Data that has previously driven markets, such as earnings releases or governmental economic releases, is being increasingly arbitraged by new alternative data sources, according to a report by JP Morgan’s quantitative research group. The accelerating velocity, volume and variety of alternative data is forcing traditional asset managers to adopt quantitative methodologies.
The massive 280 page report titled “Big Data and AI Strategies: Machine Learning and Alternative Data Approach to Investing” authored by Marko Kolanovic and Rajesh T. Krishnamachari of JP Morgan’s Quantitative and Derivative Strategy team is designed to tutor asset managers in the varieties of alternative data available and the machine learning techniques used to analyze them. The message is also relevant for upstream research providers, if they wish to remain relevant.
Growth of alternative data[1]
According to estimates cited in the report, 90% of the data in the world today has been created in the past two years alone, and just 0.5% of the data produced is currently being analyzed in any form.
The financial industry represents approximately 15% of the $130 billion global spending on big data and its increasing use will be a driver in the forecasted growth of the big data market to $200 billion by 2020. JP Morgan estimates that asset managers are currently spending $2-3 billion on alternative data, including acquiring datasets, implementing big data technology, and hiring talent. Spending is projected to grow 10-20% annually, in line with big data growth in other industries.
As more asset managers use alternative data, pressures on traditional research processes will grow: “As more investors adopt alternative datasets, the market will start reacting faster and will increasingly anticipate traditional or ‘old’ data sources (e.g. quarterly corporate earnings, low frequency macroeconomic data, etc.). This gives an edge to quant managers and those willing to adopt and learn about new datasets and methods. Eventually, ‘old’ datasets will lose most predictive value…”
In JP Morgan’s view, short term trading is already dominated by machines and artificial intelligence technology is progressing to a point where quantitative techniques are encroaching on longer-term investing. “On a medium term investment horizon, machines are becoming increasingly relevant. Machines have the ability to quickly analyze news feeds and tweets, process earnings statements, scrape websites, and trade on these instantaneously. These strategies are already eroding the advantage of fundamental analysts, equity long-short managers and macro investors.”
Types of alternative data
JP Morgan classifies alternative data into three basic categories: data generated by individuals such as social media, product reviews, search trends; data generated by business processes including company exhaust data, commercial transaction, credit card data; and data generated by sensors such as satellite image data, foot and car traffic, ship locations.
Data generated by individuals is typically textual and unstructured. JP Morgan subdivides the category into 1) social media including websites like Twitter, Facebook, LinkedIn; 2) sites containing product reviews such as business-reviewing websites like Yelp, E-commerce groups like Amazon, and Mobile app analytics companies like App Annie; 3) web searches, and personalized data such as Google Search trends, data from personal inboxes.

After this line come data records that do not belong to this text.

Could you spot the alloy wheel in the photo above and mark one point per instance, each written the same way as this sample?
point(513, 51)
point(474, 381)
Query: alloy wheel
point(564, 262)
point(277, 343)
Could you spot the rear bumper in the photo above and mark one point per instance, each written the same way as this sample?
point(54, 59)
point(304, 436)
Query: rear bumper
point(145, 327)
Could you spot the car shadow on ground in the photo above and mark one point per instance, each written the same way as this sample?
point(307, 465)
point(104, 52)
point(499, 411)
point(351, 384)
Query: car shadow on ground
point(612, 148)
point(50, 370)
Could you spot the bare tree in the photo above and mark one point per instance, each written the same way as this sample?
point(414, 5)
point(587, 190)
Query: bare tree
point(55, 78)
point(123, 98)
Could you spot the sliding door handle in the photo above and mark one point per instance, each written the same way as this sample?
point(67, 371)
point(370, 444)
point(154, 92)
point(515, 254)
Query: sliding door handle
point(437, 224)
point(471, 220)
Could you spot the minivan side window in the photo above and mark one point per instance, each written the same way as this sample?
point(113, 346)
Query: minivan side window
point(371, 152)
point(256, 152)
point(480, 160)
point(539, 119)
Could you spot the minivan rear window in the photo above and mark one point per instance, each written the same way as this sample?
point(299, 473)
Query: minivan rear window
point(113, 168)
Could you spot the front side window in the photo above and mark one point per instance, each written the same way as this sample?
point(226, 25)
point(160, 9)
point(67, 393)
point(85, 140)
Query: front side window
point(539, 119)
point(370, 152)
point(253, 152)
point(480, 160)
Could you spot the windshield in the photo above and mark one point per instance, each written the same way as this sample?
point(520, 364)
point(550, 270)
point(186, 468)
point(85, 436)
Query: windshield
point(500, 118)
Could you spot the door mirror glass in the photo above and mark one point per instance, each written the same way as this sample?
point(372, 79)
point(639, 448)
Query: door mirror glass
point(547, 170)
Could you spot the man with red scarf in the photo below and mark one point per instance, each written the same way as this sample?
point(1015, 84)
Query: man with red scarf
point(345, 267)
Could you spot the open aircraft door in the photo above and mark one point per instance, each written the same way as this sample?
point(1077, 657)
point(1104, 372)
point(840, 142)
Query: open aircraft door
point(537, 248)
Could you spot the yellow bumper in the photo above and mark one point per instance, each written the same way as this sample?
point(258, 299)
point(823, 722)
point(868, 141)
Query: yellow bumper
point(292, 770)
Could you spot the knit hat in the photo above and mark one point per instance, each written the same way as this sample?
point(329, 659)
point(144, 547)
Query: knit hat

Data generated by business processes is often structured and can be a leading indicator for corporate financial results. For this reason, this category of data is currently more highly valued than either social media data or sensor data. Exhaust data refers to data that is a by-product of corporate record-keeping such as banking records, supermarket scanner data or supply chain data. Credit card transaction data is one of the most valuable segments as a leading indicator of consumer company revenues. Government data is plentiful but generally less valuable.
Sensor data is typically unstructured and much larger than either individual or process-generated data streams. Satellite imaging is the perhaps the best known example, but geolocation data is increasingly important as it is used to track foot traffic in retail stores. Sensor data will become increasingly important as the Internet of Things (IoT) — embedding micro-processors and networking technology into personal and commercial electronic devices – becomes more widespread.
Data with longer history is typically more valuable to quants making it easier to analyze and adjust for factors such as seasonality or cyclicality. Satellite imagery typically is available for 3 years, sentiment data for five years and credit card data, which can cost up to a million dollars for a full dataset, for at least seven years. However, the histories for all alternative data are continually increasing.
Our Take
Alternative data is one of the most transformative new trends impacting investment research, and the transformation is just beginning. Current research processes revolve around earnings and government releases which are increasingly being anticipated by more timely sources of alternative data. The erosion of existing patterns of research will accelerate as more asset managers begin to use alternative data. The proliferation of alternative data is increasing its relevance to sectors beyond consumer to tech, healthcare, telecom and beyond.
For research providers the challenge is twofold: 1) how to integrate alternative data into research processes and 2) how to commercialize it. The two are not necessarily unrelated. For example, FX strategy firm Exante Data uses its derived China capital flows as an important research input as well as selling the data as a separate offering. Investing in alternative data can not only differentiate the research product, it can be spun off and sold separately. As with the asset management community to which the JP Morgan report is intended, research providers will need to embrace alternative data to remain relevant.
[1] We define alternative data as the intersection of big data and investment research. When applied to investment research, alternative data is the collection, cleansing, packaging, modeling and distribution of large structured and unstructured data sources to generate predictive insights and improved investment returns.